(Montréal) Contrairement à la situation dans l’ouest du pays, le déconfinement et la reprise des chirurgies n’ont pas entraîné une augmentation de la demande de sang dans les hôpitaux du Québec.

Michel Saba La Presse Canadienne

La demande et la distribution de sang sont « stables et normales » au Québec cet été, a indiqué Élodie Minguet-Mei, une porte-parole d’Héma-Québec, en entrevue avec La Presse Canadienne.

L’organisme a déployé au cours des derniers mois « des efforts supplémentaires » en matière de recrutement et de fidélisation des donneurs pour assurer un niveau suffisant de la réserve collective de sang durant la période estivale alors qu’il anticipait que la baisse annuelle des dons en raison des vacances soit « particulièrement » marquée cette année avec le déconfinement.

Héma-Québec assure disposer d’une « certaine marge de manœuvre » afin de répondre à « une demande qui va augmenter » en raison de la reprise des chirurgies.
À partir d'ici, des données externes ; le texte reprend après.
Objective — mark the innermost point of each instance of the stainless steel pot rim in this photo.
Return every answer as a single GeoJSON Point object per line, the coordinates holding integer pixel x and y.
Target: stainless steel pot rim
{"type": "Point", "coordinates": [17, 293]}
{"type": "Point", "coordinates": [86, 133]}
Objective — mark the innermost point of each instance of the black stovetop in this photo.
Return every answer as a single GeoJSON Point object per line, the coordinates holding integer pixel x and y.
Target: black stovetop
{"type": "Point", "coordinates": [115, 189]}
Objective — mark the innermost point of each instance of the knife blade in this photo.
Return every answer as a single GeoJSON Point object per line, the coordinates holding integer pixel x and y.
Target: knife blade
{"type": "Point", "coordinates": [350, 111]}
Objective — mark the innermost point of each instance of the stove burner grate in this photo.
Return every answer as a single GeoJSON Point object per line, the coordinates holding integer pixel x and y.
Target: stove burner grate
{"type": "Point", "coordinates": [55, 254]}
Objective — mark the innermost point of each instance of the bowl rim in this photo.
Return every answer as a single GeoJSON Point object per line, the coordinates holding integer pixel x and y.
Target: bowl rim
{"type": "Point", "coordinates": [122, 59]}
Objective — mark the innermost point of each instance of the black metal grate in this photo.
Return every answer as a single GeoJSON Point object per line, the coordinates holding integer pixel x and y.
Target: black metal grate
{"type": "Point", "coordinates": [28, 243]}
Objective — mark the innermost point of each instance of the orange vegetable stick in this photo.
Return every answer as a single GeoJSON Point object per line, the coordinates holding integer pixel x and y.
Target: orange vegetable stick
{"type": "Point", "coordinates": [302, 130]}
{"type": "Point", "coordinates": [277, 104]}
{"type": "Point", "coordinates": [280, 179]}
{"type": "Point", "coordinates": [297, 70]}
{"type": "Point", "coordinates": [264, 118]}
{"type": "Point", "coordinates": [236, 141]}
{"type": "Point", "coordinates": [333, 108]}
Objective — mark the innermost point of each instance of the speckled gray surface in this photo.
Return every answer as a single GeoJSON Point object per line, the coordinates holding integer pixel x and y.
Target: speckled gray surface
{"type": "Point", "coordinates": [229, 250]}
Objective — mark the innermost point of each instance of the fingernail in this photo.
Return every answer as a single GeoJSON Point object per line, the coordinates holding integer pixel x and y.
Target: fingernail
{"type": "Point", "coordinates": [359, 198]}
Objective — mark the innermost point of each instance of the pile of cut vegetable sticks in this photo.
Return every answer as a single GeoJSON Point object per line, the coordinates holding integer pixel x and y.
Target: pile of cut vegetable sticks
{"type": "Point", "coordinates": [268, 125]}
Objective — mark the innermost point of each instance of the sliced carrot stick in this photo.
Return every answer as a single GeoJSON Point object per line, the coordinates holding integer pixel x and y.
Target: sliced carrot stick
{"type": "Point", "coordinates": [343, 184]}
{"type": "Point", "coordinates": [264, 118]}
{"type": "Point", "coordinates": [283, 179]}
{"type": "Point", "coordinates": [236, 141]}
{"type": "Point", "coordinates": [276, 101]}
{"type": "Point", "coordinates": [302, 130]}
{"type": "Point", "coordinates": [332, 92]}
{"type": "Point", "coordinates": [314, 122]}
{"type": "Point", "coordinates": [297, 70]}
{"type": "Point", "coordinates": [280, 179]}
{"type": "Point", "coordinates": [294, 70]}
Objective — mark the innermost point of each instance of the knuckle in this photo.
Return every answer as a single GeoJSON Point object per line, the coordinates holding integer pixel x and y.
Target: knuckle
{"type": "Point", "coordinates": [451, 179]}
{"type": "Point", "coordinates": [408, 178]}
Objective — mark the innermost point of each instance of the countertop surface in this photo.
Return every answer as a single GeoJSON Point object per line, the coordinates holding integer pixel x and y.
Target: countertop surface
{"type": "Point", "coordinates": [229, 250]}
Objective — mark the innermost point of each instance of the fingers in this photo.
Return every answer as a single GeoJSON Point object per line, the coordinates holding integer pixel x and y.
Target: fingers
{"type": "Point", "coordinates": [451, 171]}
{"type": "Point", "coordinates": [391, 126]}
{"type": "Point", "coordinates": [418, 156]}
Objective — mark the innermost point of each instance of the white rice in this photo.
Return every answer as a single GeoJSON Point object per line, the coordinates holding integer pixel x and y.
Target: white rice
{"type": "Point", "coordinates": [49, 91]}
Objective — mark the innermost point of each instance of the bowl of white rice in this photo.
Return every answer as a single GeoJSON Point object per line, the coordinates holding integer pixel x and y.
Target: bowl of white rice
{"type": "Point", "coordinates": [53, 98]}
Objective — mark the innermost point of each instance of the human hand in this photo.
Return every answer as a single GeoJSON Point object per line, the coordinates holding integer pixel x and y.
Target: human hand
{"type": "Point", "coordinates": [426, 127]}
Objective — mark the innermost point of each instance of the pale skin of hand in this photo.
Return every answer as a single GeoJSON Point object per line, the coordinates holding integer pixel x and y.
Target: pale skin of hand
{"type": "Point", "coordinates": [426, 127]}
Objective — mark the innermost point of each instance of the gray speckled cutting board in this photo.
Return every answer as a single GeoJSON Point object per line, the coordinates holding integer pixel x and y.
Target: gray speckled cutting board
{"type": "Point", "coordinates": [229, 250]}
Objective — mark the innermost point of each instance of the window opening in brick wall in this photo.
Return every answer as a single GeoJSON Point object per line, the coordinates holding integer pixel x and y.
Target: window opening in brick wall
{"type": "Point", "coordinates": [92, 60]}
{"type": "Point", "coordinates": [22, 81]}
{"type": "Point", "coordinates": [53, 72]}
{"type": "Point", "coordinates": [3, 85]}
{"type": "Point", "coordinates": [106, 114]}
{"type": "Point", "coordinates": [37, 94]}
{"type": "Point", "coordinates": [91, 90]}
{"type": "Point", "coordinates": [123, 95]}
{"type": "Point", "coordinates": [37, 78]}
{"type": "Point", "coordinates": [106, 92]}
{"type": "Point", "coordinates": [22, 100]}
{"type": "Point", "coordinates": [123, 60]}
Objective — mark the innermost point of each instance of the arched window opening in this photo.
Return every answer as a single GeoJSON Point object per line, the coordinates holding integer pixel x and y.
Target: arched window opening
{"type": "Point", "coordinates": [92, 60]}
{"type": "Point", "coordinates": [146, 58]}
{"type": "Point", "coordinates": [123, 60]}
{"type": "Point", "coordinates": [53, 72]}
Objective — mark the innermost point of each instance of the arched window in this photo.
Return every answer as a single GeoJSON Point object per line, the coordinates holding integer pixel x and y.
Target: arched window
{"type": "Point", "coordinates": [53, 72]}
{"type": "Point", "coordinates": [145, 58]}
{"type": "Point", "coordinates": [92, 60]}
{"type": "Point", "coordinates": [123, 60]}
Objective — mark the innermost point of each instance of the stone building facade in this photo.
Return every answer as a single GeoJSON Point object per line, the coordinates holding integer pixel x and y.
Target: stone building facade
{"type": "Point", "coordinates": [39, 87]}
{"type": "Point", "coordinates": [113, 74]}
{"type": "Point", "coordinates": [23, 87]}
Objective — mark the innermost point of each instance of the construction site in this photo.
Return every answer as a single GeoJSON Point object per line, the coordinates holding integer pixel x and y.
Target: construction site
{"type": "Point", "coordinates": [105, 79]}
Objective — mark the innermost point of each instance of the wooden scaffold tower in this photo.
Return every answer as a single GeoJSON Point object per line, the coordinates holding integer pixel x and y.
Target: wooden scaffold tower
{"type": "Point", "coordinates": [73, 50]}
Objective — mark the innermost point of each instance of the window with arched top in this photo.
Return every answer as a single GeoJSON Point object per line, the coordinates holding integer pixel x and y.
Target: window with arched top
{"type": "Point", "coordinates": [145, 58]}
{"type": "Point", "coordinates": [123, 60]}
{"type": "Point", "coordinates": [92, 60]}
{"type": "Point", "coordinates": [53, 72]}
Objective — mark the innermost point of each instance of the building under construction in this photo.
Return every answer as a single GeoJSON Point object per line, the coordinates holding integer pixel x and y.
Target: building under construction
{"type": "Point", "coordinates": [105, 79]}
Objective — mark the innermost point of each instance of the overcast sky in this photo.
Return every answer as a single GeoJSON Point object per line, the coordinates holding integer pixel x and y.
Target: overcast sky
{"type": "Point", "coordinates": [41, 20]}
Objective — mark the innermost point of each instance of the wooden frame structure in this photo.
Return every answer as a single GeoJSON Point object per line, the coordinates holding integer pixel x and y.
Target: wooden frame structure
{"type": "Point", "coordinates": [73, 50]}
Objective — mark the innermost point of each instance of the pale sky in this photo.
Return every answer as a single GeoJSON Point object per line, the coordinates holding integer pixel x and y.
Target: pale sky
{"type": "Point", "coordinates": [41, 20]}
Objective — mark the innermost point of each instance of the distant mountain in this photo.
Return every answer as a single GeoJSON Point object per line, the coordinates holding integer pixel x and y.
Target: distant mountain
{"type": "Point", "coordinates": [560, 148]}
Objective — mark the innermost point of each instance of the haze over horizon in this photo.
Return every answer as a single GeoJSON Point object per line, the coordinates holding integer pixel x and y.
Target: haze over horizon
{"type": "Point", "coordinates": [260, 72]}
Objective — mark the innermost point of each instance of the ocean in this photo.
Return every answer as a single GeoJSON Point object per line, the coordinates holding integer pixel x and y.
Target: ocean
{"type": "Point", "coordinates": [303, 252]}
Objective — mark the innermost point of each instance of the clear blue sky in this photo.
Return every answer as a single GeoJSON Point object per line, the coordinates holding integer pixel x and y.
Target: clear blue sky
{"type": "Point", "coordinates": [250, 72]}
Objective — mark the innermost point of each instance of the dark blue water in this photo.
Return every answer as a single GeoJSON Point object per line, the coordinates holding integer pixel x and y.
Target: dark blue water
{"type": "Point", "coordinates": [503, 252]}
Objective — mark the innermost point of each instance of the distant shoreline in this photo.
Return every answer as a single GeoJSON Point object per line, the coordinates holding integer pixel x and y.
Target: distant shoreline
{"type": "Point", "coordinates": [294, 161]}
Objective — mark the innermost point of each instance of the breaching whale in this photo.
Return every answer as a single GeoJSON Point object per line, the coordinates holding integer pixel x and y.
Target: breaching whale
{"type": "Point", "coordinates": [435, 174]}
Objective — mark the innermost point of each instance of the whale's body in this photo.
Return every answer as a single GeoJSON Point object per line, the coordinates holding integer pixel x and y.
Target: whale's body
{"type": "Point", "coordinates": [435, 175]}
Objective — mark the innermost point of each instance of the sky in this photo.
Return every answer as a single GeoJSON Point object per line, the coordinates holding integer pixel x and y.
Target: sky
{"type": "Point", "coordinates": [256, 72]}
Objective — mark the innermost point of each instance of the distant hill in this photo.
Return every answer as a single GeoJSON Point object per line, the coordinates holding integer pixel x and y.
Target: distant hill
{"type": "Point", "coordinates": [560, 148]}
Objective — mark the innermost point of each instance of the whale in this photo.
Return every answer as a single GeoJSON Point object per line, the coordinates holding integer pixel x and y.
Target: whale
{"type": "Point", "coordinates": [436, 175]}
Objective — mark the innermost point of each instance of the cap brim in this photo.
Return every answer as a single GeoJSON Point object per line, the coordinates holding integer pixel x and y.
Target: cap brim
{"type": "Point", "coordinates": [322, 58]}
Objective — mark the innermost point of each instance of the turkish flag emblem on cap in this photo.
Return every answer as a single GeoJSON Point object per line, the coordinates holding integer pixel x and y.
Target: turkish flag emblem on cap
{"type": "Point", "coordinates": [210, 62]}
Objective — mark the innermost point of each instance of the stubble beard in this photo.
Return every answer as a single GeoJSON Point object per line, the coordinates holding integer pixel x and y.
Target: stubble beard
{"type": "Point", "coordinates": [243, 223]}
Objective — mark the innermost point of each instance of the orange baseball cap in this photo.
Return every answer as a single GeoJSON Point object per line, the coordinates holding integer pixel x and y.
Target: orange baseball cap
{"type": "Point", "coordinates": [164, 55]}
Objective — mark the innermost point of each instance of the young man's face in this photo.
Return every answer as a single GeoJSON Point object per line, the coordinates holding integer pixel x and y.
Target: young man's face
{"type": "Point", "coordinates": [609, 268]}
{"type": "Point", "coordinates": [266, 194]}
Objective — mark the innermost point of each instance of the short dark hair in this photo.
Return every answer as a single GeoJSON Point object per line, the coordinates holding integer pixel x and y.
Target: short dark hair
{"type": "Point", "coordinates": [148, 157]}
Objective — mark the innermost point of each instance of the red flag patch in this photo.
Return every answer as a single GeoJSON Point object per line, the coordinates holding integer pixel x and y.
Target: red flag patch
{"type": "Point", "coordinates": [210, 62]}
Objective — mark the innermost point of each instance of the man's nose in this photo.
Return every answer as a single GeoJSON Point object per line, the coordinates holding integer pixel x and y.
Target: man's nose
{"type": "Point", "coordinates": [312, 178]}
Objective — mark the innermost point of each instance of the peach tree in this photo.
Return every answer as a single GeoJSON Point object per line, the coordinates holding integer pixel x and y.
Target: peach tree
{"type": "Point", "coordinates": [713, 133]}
L’organisme, qui compte plus de 180 000 donneurs de sang annuellement, rappelle que des dons réguliers sont essentiels puisque les produits sanguins ont une durée de vie limitée. Les globules rouges, par exemple, peuvent se conserver pendant 42 jours.

Ailleurs au Canada, le retour a un été presque normal et la levée des mesures sanitaires – notamment en Alberta, en Saskatchewan et en Colombie-Britannique – ont mis de la pression sur les réserves de la Société canadienne du sang.

« Vous pouvez imaginer qu’ils [les hôpitaux] essaient de rattraper certains retards, certaines de ces chirurgies qui ont été retardées pendant la pandémie. Ils essaient de s’approvisionner [et] les produits sanguins deviennent de plus en plus présente demande », a déclaré Tracy Smith, la directrice des relations avec les donateurs pour les Prairies et des Territoires du Nord-Ouest.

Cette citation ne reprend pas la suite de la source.